Oliver Upton <[email protected]> writes:

> Hi Colton,

> On Mon, Jan 29, 2024 at 09:39:17PM +0000, Colton Lewis wrote:
>> Add KVM_CAP_ARM_WFX_PASSTHROUGH capability to always allow WFE/WFI
>> instructions to run without trapping. Current behavior is to only
>> allow this if the vcpu is the only task running. This commit keeps the
>> old behavior when the capability is not set.

>> This allows userspace to set deterministic behavior and increase
>> efficiency for platforms with direct interrupt injection support.

> Marc and I actually had an offlist conversation (shame on us!) about
> this very topic since there are users asking for the _opposite_ of this
> patch (unconditionally trap) [*].

> I had originally wanted something like this, but Marc made the very good
> point that (1) the behavior of WFx traps is in no way user-visible and
> (2) it is entirely an IMP DEF behavior.
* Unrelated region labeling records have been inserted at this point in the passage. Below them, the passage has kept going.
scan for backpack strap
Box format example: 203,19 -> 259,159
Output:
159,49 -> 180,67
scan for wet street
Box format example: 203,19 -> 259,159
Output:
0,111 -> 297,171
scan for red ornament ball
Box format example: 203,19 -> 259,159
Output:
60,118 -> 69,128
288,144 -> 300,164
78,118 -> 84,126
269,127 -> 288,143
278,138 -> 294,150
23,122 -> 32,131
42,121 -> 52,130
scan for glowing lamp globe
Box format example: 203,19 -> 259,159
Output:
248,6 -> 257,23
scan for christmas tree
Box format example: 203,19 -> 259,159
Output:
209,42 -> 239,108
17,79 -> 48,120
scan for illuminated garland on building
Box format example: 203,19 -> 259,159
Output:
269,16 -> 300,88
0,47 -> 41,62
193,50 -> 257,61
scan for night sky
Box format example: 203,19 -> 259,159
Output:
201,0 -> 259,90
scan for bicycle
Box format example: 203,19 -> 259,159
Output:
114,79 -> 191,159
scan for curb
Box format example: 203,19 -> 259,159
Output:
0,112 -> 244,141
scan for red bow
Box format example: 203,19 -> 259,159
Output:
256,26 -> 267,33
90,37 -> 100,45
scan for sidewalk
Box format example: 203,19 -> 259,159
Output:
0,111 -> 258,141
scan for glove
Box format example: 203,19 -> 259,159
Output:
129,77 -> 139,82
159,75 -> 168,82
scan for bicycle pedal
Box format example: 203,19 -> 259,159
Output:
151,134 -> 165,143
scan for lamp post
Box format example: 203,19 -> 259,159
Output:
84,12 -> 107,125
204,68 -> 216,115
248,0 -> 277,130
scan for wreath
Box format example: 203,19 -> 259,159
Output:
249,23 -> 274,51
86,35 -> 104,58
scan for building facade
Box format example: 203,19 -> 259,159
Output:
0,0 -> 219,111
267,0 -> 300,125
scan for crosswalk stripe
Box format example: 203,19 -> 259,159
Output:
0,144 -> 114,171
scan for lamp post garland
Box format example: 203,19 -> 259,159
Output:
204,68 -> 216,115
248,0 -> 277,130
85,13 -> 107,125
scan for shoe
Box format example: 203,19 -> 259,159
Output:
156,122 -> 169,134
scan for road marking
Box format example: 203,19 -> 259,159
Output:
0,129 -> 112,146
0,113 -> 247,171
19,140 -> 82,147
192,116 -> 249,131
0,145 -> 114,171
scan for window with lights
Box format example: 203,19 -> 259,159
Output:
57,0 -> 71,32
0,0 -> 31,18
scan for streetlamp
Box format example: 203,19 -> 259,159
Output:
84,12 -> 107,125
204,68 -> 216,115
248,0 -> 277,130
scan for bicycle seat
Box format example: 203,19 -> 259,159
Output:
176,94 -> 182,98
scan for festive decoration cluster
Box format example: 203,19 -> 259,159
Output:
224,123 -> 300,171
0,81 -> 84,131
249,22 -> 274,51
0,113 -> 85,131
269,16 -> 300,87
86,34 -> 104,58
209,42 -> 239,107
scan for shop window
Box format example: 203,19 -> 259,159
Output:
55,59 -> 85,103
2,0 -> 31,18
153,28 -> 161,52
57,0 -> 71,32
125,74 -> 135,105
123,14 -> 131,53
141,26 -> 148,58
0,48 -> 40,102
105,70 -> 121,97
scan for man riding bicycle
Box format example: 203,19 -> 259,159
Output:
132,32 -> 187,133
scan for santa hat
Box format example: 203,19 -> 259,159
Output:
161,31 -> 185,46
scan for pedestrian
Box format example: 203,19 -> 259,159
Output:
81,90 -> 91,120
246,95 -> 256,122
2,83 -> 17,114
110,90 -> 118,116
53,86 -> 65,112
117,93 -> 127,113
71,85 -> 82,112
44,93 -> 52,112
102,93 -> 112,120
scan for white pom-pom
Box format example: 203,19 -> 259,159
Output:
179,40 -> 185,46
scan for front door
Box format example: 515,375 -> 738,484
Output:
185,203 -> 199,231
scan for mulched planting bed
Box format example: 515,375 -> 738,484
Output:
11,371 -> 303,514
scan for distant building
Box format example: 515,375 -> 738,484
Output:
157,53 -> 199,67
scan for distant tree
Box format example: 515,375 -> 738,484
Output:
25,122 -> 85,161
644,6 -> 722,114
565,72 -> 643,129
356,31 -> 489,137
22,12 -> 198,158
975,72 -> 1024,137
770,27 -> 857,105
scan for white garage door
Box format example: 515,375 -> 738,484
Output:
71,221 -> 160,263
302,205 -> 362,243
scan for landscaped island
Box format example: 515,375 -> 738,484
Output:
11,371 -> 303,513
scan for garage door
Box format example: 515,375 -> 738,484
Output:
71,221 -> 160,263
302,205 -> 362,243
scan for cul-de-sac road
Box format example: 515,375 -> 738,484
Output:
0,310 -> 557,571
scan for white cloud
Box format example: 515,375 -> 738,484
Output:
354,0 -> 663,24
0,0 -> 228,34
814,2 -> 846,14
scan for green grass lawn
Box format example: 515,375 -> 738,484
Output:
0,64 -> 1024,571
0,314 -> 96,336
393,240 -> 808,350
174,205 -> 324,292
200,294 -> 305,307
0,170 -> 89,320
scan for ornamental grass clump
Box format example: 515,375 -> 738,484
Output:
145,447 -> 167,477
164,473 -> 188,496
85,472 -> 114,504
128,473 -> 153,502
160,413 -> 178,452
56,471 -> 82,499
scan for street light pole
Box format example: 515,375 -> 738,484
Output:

The architecture only requires
> the traps be effective if the instruction does not complete in finite
> time.

> We need to think of an interface that doesn't depend on
> implementation-specific behavior, such as a control based on runqueue
> depth.

Here's the first thing I came up with after returning to this problem:

We have an ioctl to get/set a threshold value,
wfx_traps_runqueue_depth. If the depth is less than or equal to the
threshold, disable WFx traps. If greater than, enable WFx traps.

Current behavior occurs with a setting of 1. Always trap occurs with a
setting of 0. Never trap occurs with any large enough number.

Of course, having an integer may be more flexible than needed. I can't
imagine a practical use for a number between 1 and UINT_MAX, in which
case it would be better as an enum for different behaviors than a
integer threshold.

What do you think?

Also, do you mean runqueue depth for the current CPU or globally?